Many cutters came from veterinary or farming backgrounds, where they experienced the castration of farm animals and most had been castrated themselves.

Dark boasts of 'cannibal cutters'

Worryingly, a survey of 2,871 from the eunuch community suggested some have sexual motives, finding cutters were three times more likely to have been charged with sexually inappropriate behaviour than non-cutters.

One cutter calling himself Gelding admitted he only assisted in the procedures because he does not trust his own motives.

He told San Francisco Weekly he wanted to “help other guys avoid the problems” after being castrated himself in 1994, but added: “In another respect I must admit to a certain amount of sexual excitement from the whole idea.”

In a more extreme case, two men in Oklahoma who were arrested after performing an illegal castration in a wooden hut in the woods boasted about being “cannibals”.

Police were alerted after a man from Virginia was driven to hospital, bleeding heavily after having both testicles removed in October 2020.

Bob Lee Allen, 53, and his partner, Thomas Evans Gates, 42, were arrested after medical equipment, bloody refuse, drugs, and body parts frozen in a bag were found at their remote cabin.
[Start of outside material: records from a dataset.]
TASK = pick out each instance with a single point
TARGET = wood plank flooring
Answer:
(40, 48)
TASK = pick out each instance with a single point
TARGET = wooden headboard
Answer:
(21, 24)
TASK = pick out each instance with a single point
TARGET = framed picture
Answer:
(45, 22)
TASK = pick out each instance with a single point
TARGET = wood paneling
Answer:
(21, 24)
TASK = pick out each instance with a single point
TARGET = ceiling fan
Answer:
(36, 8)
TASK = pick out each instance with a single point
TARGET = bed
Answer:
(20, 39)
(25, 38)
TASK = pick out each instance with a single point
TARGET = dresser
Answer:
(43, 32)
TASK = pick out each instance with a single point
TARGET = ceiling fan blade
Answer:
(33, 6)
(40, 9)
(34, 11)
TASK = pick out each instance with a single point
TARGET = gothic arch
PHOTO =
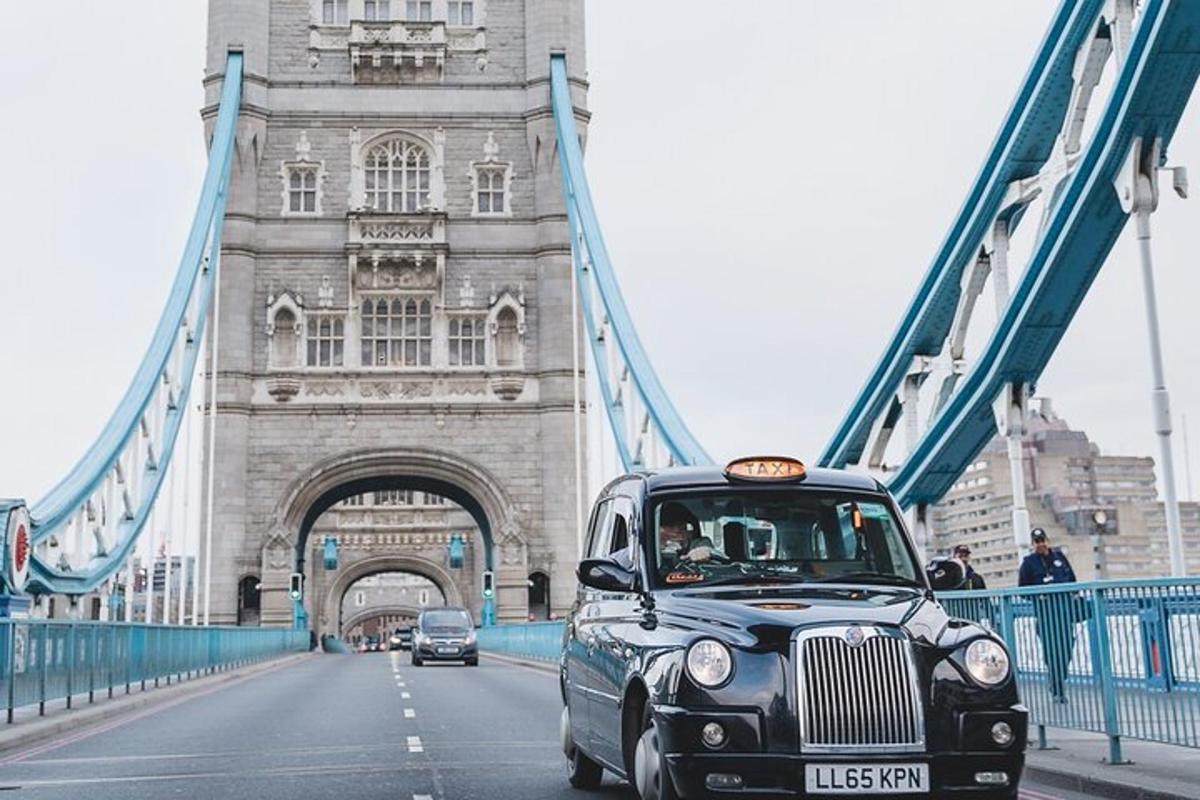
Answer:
(450, 475)
(377, 564)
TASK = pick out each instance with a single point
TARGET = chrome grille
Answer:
(858, 697)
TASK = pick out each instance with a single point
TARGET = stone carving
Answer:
(324, 388)
(282, 388)
(399, 275)
(396, 390)
(396, 232)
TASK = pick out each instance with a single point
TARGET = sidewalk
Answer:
(1078, 763)
(29, 729)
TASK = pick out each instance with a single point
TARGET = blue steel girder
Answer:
(1023, 146)
(1150, 95)
(113, 488)
(637, 407)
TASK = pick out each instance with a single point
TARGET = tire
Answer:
(582, 773)
(651, 779)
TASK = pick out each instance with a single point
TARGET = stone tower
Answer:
(395, 306)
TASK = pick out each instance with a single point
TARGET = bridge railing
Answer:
(535, 641)
(58, 660)
(1114, 657)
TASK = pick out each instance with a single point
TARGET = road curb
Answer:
(25, 734)
(1099, 787)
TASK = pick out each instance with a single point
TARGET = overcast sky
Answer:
(772, 185)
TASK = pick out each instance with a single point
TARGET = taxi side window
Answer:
(622, 521)
(599, 531)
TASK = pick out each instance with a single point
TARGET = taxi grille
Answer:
(858, 698)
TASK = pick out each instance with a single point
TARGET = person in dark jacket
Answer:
(971, 579)
(1056, 613)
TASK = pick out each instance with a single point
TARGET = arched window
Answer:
(539, 596)
(285, 340)
(249, 600)
(467, 341)
(397, 331)
(508, 340)
(397, 176)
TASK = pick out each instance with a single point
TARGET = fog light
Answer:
(713, 734)
(723, 781)
(991, 779)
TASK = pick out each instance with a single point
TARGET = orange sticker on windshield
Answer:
(684, 577)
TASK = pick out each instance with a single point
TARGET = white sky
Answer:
(772, 186)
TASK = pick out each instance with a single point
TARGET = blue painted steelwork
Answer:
(1024, 144)
(1122, 656)
(1151, 91)
(595, 274)
(189, 302)
(54, 660)
(537, 641)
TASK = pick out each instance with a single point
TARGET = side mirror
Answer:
(946, 575)
(606, 575)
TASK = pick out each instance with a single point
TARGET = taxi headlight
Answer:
(709, 662)
(988, 662)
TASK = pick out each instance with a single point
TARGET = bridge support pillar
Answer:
(1137, 186)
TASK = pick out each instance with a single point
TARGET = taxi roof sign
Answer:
(765, 468)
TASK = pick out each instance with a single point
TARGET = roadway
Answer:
(348, 727)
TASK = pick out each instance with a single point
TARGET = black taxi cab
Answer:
(766, 629)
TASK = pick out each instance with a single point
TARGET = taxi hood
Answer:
(769, 614)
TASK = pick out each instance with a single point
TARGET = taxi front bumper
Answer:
(951, 773)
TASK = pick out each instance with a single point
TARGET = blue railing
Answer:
(1119, 657)
(535, 641)
(54, 660)
(1114, 657)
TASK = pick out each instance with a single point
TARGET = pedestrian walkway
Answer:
(1078, 762)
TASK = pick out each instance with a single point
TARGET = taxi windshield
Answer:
(789, 535)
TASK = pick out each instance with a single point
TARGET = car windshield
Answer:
(745, 536)
(448, 618)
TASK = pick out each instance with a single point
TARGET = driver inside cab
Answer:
(679, 537)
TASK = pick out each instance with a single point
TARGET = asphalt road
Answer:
(345, 727)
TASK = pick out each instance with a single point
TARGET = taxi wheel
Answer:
(581, 771)
(651, 776)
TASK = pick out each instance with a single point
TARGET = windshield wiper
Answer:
(871, 577)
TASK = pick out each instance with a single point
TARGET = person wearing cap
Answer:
(972, 579)
(679, 536)
(1056, 612)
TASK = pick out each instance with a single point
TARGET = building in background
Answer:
(1102, 510)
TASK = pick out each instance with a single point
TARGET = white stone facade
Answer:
(463, 374)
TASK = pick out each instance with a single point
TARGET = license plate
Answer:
(874, 779)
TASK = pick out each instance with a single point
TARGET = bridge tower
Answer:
(395, 289)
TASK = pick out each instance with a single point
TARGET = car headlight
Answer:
(988, 662)
(709, 662)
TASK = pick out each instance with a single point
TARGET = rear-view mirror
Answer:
(606, 575)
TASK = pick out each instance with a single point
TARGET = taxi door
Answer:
(581, 636)
(617, 612)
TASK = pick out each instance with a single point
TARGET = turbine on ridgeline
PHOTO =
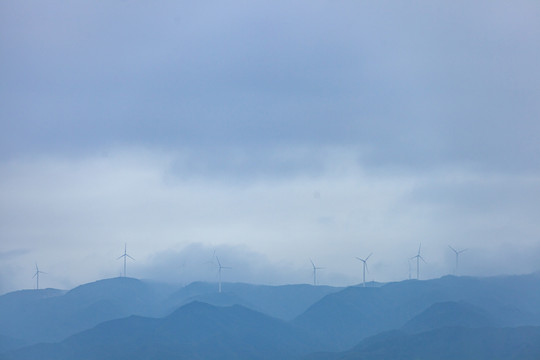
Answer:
(315, 268)
(364, 266)
(457, 252)
(125, 255)
(36, 275)
(418, 257)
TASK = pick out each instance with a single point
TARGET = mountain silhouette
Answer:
(195, 331)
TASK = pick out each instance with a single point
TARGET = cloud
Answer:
(75, 216)
(413, 86)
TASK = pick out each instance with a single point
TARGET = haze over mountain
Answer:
(271, 132)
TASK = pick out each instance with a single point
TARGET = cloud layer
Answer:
(281, 130)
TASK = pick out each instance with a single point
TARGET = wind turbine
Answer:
(219, 271)
(36, 275)
(364, 267)
(125, 255)
(418, 257)
(315, 272)
(457, 252)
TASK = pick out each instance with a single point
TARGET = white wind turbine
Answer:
(457, 252)
(315, 268)
(418, 257)
(36, 275)
(364, 266)
(125, 255)
(219, 272)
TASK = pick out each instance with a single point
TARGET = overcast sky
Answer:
(270, 132)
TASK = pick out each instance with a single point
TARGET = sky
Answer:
(267, 133)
Allen allegedly bragged that he had killed a man he had “opened up to die overnight” during surgery and joked that if he died on the table, he would be dumped in the woods.

He also told the victim “he was going to consume the parts and laughed and said that he was a cannibal", as well as inviting him to try eating body parts himself. 

Allen was jailed for 12 years but Gates, who had handed him tools, walked free after serving a year in jail.

Psychological coercion or free will?

At the time, the local police said there was no evidence of a “cult” and, following the arrest in London, British members of a eunuch forum also dismissed such claims.

Ian Hawarth, of the Cult Information Centre, tells The Sun he hasn't heard of voluntary castrations as part of a known cult, but said “mind control methods” frequently used by leaders meant it was possible.

“With techniques of mind control, or psychological coercion, you can get people to do anything,” he says. 

“These techniques break a person down and the cult can completely control that person, in a very short period of time – usually just three or four days. 

“From that point on, they are a different person and they’ll do anything a cult wants them to – even if it involves self mutilation. 

“If it is a cult, using mind control techniques – tragic as this is – is not surprising.

"But we have no history to go on, so we don’t know if people involved went through the medical procedures of their own free will.”